2021-04-16 QCFractal User Meeting notes

Date

Apr 16, 2021

Participants

  • @David Dotson

  • @Jeffrey Wagner

  • @Trevor Gokey

  • @Simon Boothroyd

  • @Pavan Behara

  • @Joshua Horton

  • Ben Pritchard

Goals

  • Updates from MolSSI

  • Compute status

  • User questions, scientific needs

Discussion topics

Item

Presenter

Notes

Item

Presenter

Notes

Compute

David

  • DD: now handling both Lilac and PRP, Trevor on UCI

  • Completed some datasets this week

    • TorsionDrive benchmark update #173

    • OpenFF Aniline Para Opt v1.0 #200

  • Almost done with Amide Torsion Set v1.0 #196

User questions



  • JH: being able to get data into a QCFractal Server without using a manager

    • DD: been on my wishlist as well, need to pull out components of manager into a usable library

    • DD: would we want an uploader of existing OptimizationResult objects?

      • JH: that is of interest as well as another possibility

      • DD: could do both submission of existing OptimizationResult; this functionality would work for an executor

      • JH: bespoke-fit and QubeKit would both benefit from this

    • SB: would it be possible to use e.g.

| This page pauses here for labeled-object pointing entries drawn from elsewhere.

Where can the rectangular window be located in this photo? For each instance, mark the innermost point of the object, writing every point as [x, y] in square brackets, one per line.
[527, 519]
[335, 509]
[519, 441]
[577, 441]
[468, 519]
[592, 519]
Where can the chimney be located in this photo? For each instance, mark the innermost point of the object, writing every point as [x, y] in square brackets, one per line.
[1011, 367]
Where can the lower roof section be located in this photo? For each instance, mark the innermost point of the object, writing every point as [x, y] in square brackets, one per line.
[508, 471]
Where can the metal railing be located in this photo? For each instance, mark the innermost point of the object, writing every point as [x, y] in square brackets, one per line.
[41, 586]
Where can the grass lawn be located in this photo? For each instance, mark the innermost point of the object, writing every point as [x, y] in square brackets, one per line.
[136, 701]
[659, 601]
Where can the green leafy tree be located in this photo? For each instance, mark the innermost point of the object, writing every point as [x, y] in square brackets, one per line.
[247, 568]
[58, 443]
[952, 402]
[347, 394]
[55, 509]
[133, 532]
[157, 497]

SQLite instead of Postgres with a Fractal?

      • DD: I believe we are using some postgres-specific features in the server, so may not be possible

      • BP: confirmed, jsonb usage (could be worked around), do have some column properties, but not a whole lot of other postgres-specific features

      • wouldn’t be impossible to use SQLite, but currently not a priority

  • TG: how close would having different storage options be to a client with persistent caching?

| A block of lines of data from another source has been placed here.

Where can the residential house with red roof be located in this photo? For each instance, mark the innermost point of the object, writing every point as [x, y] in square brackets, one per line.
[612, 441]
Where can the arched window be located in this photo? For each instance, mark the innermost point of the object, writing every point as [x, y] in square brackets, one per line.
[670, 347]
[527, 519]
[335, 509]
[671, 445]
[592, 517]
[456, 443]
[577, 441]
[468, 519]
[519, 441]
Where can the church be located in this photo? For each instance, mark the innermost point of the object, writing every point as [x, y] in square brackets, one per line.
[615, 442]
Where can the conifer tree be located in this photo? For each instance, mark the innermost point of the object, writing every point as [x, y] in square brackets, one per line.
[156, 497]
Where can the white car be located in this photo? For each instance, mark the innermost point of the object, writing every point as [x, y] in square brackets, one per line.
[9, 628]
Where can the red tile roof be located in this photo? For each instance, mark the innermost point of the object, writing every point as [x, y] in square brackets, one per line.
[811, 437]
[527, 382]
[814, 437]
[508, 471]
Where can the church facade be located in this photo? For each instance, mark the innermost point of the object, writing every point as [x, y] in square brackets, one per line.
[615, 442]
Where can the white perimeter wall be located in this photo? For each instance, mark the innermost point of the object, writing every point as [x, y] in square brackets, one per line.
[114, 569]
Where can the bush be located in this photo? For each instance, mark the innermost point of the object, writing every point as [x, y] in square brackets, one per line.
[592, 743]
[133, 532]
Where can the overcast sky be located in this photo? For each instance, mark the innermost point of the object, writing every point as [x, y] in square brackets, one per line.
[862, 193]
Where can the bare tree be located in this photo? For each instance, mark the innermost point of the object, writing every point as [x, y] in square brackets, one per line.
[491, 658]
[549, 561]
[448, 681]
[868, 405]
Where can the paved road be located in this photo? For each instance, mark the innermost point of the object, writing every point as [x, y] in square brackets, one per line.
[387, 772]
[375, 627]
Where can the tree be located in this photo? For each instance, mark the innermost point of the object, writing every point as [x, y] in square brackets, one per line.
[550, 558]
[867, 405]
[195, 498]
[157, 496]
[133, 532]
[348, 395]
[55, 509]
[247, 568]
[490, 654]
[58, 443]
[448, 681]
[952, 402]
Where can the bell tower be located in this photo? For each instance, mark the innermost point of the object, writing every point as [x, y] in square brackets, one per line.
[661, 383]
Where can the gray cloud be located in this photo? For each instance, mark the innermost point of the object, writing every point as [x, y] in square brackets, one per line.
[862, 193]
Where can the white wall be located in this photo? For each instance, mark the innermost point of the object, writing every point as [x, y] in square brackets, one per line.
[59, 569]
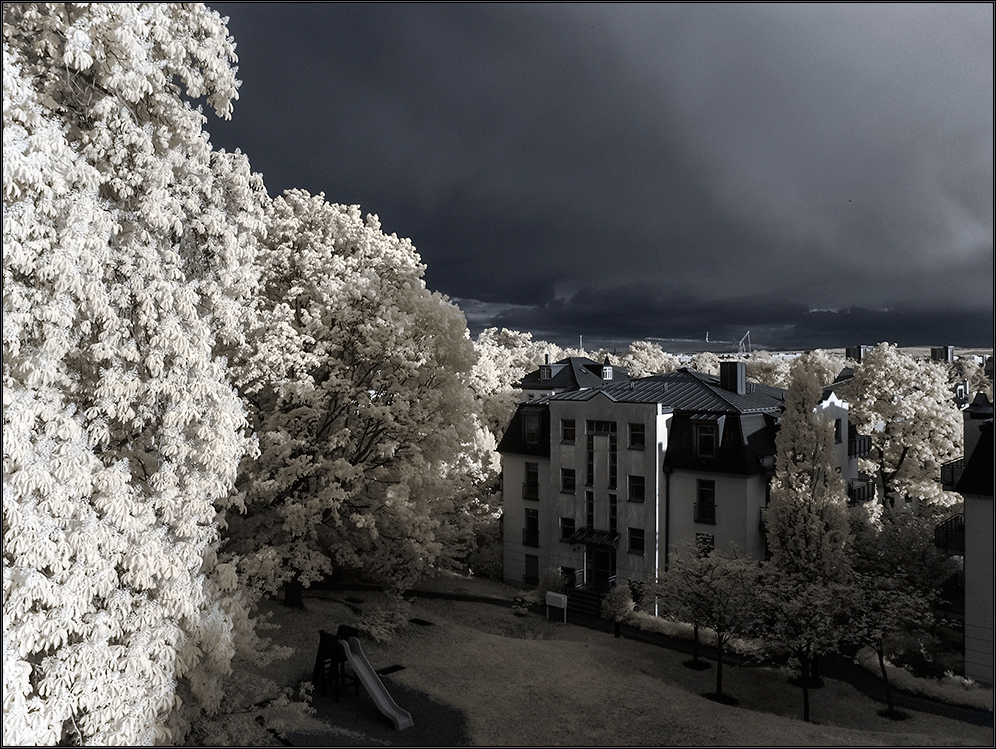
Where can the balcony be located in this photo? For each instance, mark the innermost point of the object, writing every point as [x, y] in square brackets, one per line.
[705, 512]
[951, 473]
[858, 447]
[949, 536]
[860, 491]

    • DD: the client refactor includes caching locally of complete results, so repeated calls to server of mostly-complete datasets won’t be slow

    • TG: could you take those cached results, or results period, and ship them to another server?

    • DD: since we’re moving in a direction away from working directly with ids for the user interface, this becomes more feasible

Infrastructure

 

  • Compute tagging via Github labels

  • Dataset index status

  • Industry Benchmark set submission too large

    • BP: any way you can batch this?

    • JH: think it’s bailing on .save()

    • DD: could getting process pool-based submission working address this, since it will include chunked saves?

      • JH: I think so

    • BP: limit is currently 50MB

      • The limit is imposed by nginx

      • will up to 100MB

    • DD: [committed] complete process pool batching of submissions

  • DD: on performance, client.modify_tasks appears to only take on id at a time, though suggests it should work otherwise

    • BP: working on fat object ability to avoid two-pass queries of optimization, then molecule

    • dovetails with performance and caching on client side

    • DD: we’re also working to e.g. make it so getting result status for a collection doesn’t require pulling the whole result; so lightening some calls as well

Action items

@David Dotson will prototype QCFractal submission pathway for optimizations and point calculations completed via QCEngine; likely requires pulling some manager code into a reasonable library
@David Dotson will prototype pull-push pathway via QCPortal client from one server into another
@David Dotson will finish process-pool implementation for QCSubmit submission
@David Dotson will create PR against existing FractalClient for client.modify_tasks taking multiple base_result IDs; currently doesn’t appear to handle properly

Decisions